Dans le Qur’ân, nous trouvons donc des injonctions afin de méditer sur la Parole Divine ainsi que sur le cosmos et la nature (tous deux étant ainsi l’œuvre du Divin), d’observer, d’explorer, de raisonner, de se purifier (spirituellement), de vérifier la pertinence d’un système à travers la logique (principe de non-contradiction). Toute vérité sera ainsi acceptée, toute erreur sera rejetée, et toute proposition douteuse sera mise en suspens, selon la méthodologie islamique.

Citons aussi quelques traditions prophétiques à ce sujet : « Le croyant est à la recherche de (paroles) de sagesse ; où qu’il les trouve, il est le plus en droit de les faire siennes (de les mettre en pratique) » (Hadîth rapporté par Ibn Mâjah et Ahmad ibn Hanbal selon une bonne voie dans leur recuil, et selon At-Tirmidhî mais d’après une chaîne comportant une faiblesse).

« Il n’est pas un homme qui ne possède pas en son esprit une sagesse gouvernée par un ange (ou principe angélique). Lorsque l’homme fait preuve d’humilité, l’ange reçoit l’ordre (d’Allâh) d’élever sa sagesse, et lorsque l’homme se montre orgueilleux, l’ange reçoit l’ordre (d’Allâh) d’abaisser sa sagesse » (Hadîth rapporté par At-Tabarânî).

« Cherchez le savoir même en Chine, car la recherche du savoir est une obligation pour tout musulman » (hadîth rapporté par Al-Bayhaqî dans “Shu’ab al-Imân” et Abû Nu’aym dans “Akhbâr Asbahân”, selon la chaine comportant Al Hasan Ibn Atiyah qui a rapporté d’Abû Atikah qui l’aurait rapporté d’Anas, mais la chaine est très faible).

« Quiconque cherche un moyen d’acquérir une science, Allâh lui rendra facile son chemin au Paradis » (hadîth rapporté par Muslim dans son Sahîh n°2699).

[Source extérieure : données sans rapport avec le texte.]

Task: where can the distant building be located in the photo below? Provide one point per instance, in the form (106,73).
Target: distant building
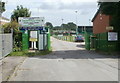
(81,29)
(100,22)
(4,20)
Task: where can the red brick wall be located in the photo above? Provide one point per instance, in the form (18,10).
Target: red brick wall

 « La recherche du savoir est une obligation pour tout musulman » (hadîth rapporté notamment par Ibn Mâjah dans ses Sunan n°224, et accepté à l’unanimité). Le sens est ici général, et s’il s’applique en premier lieu au savoir religieux, il concerne aussi toutes les autres sciences utiles, mais celles-ci n’étant obligatoires que pour une partie de la communauté (comme la médecine, l’astronomie, etc.) car tout le monde ne peut pas maîtriser toutes ses sciences ni en avoir le temps, et si des personnes s’y dévouent déjà et que cela suffit, les autres sont alors exemptés. Néanmoins les bases religieuses sont nécessaires à tout musulman, et ils doivent donc s’efforcer à bien les apprendre.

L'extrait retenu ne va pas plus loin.